If you look at economic data even as casually as I do, you cannot have missed noticing that the United States’ economy does better under Democratic presidents than it does under Republican presidents — a lot better. Looking at all the presidents after World War II, the economy grows at about twice the rate under Democrats as it does Republicans. I’ve never thought that much about it. I’ve always figured that it was due to a lot of luck.
Well, I was just over at Mark Thoma’s blog (absolutely essential daily reading if you are at all interested in economics) and he posted a paper by Alan Blinder and Mark Watson, The US Economy Performs Better Under Democratic Presidents. Why? These two Princeton economists look seriously at this question and conclude… Well, they are academics and so it is all very nuanced and complicated. But let me see if I can lay it out for you.
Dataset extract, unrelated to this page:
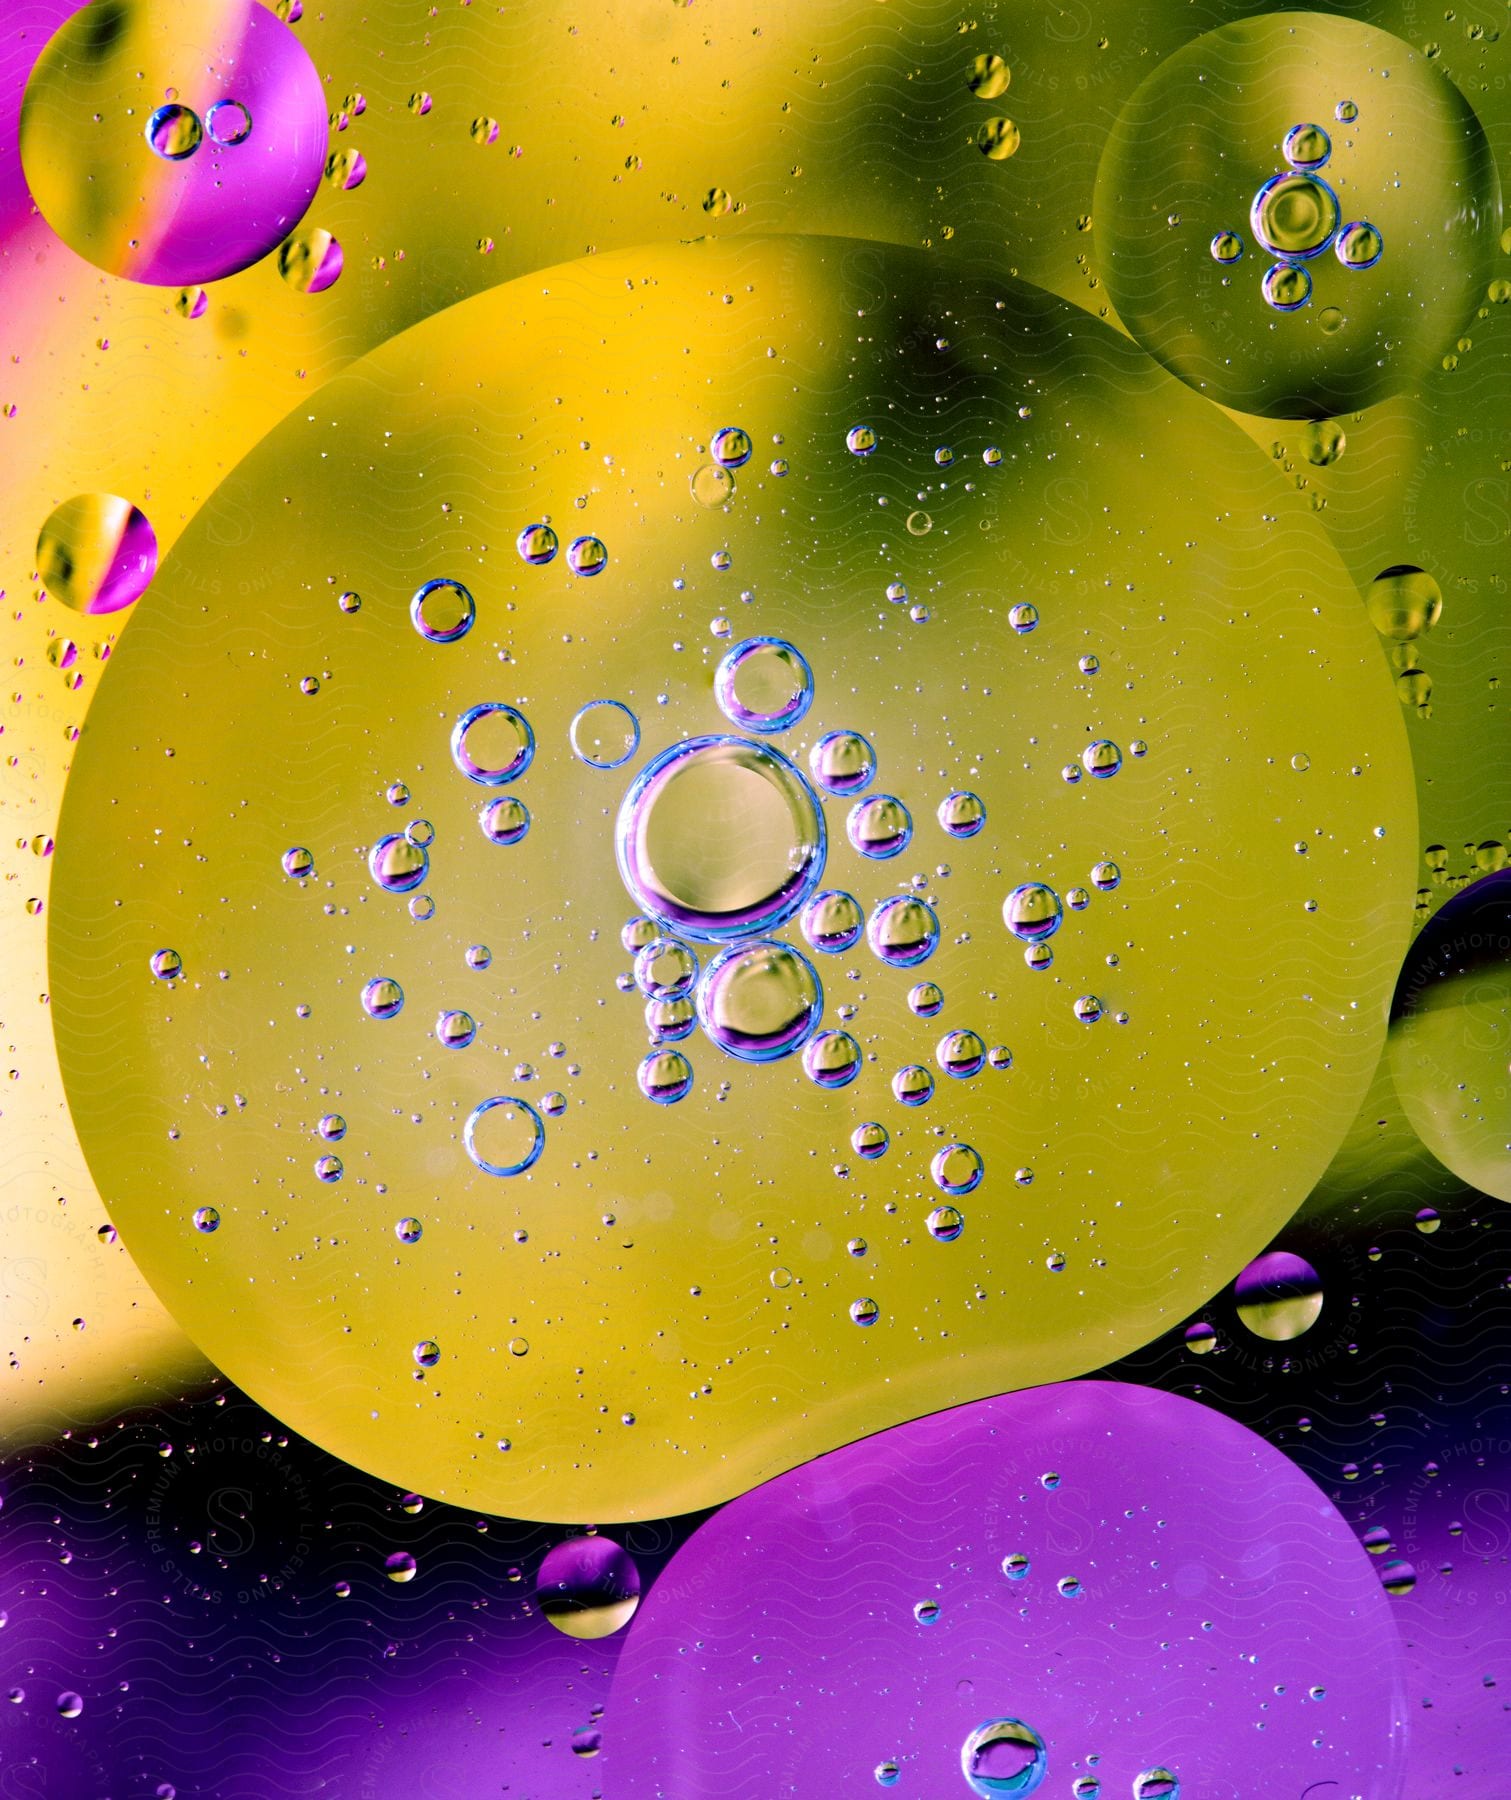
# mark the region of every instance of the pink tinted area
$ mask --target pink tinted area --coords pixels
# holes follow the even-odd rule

First they looked at both fiscal and monetary policy to see if that explained anything. There was no correlation with fiscal policy (stimulus), and the monetary policy actually favored the Republicans. So the two colossal economic drivers have nothing to do with the fact that Democratic presidents are far better for the economy than Republicans. That’s important to remember.
They next looked at five kinds of economic shocks that might indicate that it is just a matter of luck. The shocks are: oil price; productivity; foreign growth; consumer expectations; and defense spending. When they included all of these, half of the effect was explained. But that doesn’t mean that these things are all random. Oil and military shocks are both affected by government policy. What’s interesting is that consumer confidence goes up during Democratic presidencies. This is a big part of the correlation. The authors ask, “Did [the public] know something economists didn’t?” All I can say is that it wouldn’t be surprising; the economic profession is known for its cluelessness.
But that leaves half the effect of better economic performance under Democratic presidents unexplained. I have an idea: it’s the policies, stupid. Especially over the last four decades, Republicans seem far more interested in enriching their already rich friends than doing what is best for the economy. For example, I’m sure that the Iraq War was terrible for our economy. The economy did grow through the early years of it, but that was what it was already doing. I’m talking opportunity cost here. We could have built roads and bridges and factories; we could have educated more people and done more research; in other words: we could have built our nation’s infrastructure with the money we spent blowing up things in Iraq. I have been very hard on both Presidents Clinton and Obama for their foreign policies. But there is no doubt that as lethal as their policies are, they are not huge economic drags.
Similarly, when Republicans want to stimulate the economy, they generally do it in the most inefficient way possible: they give lots of money to people who already have more money than they can spend. Democrats are much more efficient with programs like the payroll tax holiday and extended unemployment benefits. While Blinder and Watson looked at total fiscal policy, they didn’t look at it’s effectiveness. I suspect if they did, they would find a big effect there as well.
So the bottom line is that Democratic presidents produce better economic growth because they offer better economic policy. The Republican prescription of convincing people to vote for them to “get the darkies” so they can give tax cuts to the rich and start bloody good wars does not lead to a good economy.